Sowohl beim integrierten Screening als auch beim sequenziellen Screening wird - wie auch bei den reinen Zweittrimester-Screenings - durch die Einbeziehung von AFP das Risiko für Neuralrohrdefekte ermittelt.

Trotz der höheren Erkennungsraten für das Down-Syndrom haben sich integretiertes und sequenzielles Screening in Deutschland bisher nicht durchgesetzt. Das liegt sicher auch daran, dass die Risikoberechnung bei früherer Abnahme für PAPP-A vor SSW 11+1 nur bei Zertifizierung über die FMF London möglich ist, die Mehrzahl der Gynäkologen aber über die FMF Deutschland zertifiziert sind.
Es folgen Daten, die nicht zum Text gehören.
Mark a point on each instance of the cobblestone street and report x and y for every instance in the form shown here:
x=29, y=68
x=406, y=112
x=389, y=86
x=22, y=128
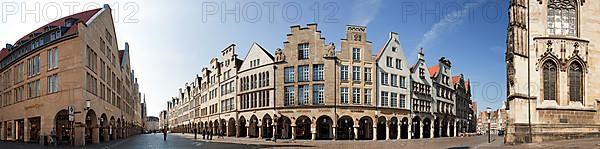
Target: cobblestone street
x=176, y=140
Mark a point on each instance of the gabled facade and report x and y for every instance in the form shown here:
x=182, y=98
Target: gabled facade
x=444, y=96
x=392, y=75
x=256, y=93
x=76, y=55
x=423, y=98
x=357, y=66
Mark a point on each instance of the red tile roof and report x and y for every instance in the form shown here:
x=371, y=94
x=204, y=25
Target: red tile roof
x=82, y=17
x=455, y=79
x=434, y=70
x=379, y=53
x=121, y=53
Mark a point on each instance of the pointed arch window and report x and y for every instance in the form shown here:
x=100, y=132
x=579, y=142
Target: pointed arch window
x=550, y=78
x=562, y=17
x=575, y=82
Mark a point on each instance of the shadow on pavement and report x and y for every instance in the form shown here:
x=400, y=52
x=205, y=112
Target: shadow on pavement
x=460, y=147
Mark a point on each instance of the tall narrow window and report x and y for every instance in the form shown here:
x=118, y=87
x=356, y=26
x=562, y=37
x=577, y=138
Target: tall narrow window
x=344, y=95
x=367, y=97
x=344, y=72
x=289, y=95
x=318, y=94
x=318, y=72
x=52, y=58
x=562, y=17
x=394, y=102
x=356, y=54
x=367, y=74
x=356, y=73
x=53, y=83
x=575, y=82
x=303, y=73
x=289, y=74
x=356, y=95
x=303, y=51
x=384, y=78
x=303, y=92
x=550, y=77
x=384, y=99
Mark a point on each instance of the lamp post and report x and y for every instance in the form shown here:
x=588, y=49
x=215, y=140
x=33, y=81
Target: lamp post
x=489, y=112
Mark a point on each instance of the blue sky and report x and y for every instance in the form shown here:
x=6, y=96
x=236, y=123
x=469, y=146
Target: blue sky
x=170, y=42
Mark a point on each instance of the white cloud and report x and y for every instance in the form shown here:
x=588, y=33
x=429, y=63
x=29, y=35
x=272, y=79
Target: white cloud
x=364, y=11
x=448, y=22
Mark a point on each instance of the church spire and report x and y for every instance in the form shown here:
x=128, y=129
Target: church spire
x=421, y=55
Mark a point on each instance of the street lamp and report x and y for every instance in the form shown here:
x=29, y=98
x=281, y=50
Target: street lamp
x=489, y=112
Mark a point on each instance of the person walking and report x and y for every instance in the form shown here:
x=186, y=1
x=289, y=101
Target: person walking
x=164, y=134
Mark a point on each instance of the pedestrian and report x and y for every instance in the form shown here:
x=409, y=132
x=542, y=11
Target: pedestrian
x=195, y=133
x=53, y=137
x=164, y=134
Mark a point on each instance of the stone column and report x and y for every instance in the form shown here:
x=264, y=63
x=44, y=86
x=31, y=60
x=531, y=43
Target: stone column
x=448, y=129
x=374, y=132
x=237, y=130
x=14, y=130
x=410, y=131
x=26, y=130
x=387, y=133
x=293, y=132
x=399, y=131
x=260, y=129
x=95, y=135
x=421, y=129
x=455, y=132
x=106, y=137
x=313, y=131
x=274, y=131
x=79, y=135
x=355, y=133
x=248, y=131
x=2, y=131
x=334, y=133
x=431, y=128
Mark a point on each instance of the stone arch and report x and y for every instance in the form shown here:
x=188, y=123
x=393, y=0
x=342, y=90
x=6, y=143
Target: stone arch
x=303, y=124
x=242, y=127
x=62, y=126
x=267, y=126
x=91, y=127
x=437, y=126
x=345, y=128
x=324, y=128
x=104, y=128
x=223, y=127
x=381, y=127
x=365, y=128
x=393, y=128
x=416, y=127
x=253, y=127
x=284, y=127
x=404, y=132
x=231, y=127
x=427, y=128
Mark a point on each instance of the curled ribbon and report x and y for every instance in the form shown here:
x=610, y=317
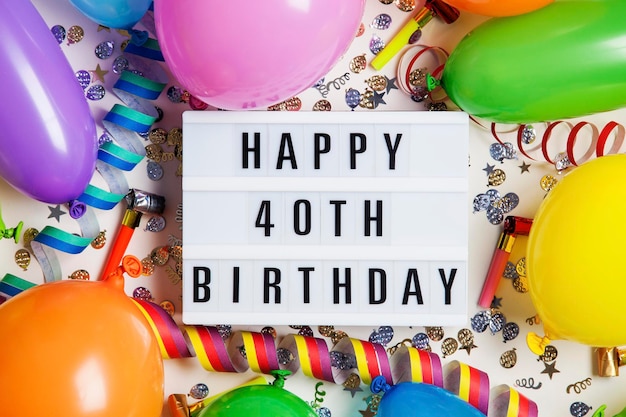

Für das Zweittrimester-Screening in SSW 14+0 - 17+6 (19+6) bietet sich der Quadruple-Test mit den Bestimmungen von AFP, Beta-HCG, uE3 und Inhibin A als eine Alternative für Patientinnen an, die das Ersttrimester-Screening nicht in Anspruch nehmen wollten oder den Zeitpunkt dafür versäumt haben. Der Quadruple-Test erreicht eine Erkennungsrate für die Trisomie 21 von 81 %.

Der Triple-Test mit Bestimmung von AFP, Beta-HCG und uE3 mit einer Erkennungsrate für die Trisomie 21 von ca. 69 % und insbesondere der Double-Test mit Bestimmung von AFP und Beta-HCG und einer Erkennungsrate von ca. 62 % (jeweils bei einer FPR von 5 %) sind nach heutigem Erkenntnisstand obsolet und sollten nicht mehr angeboten werden.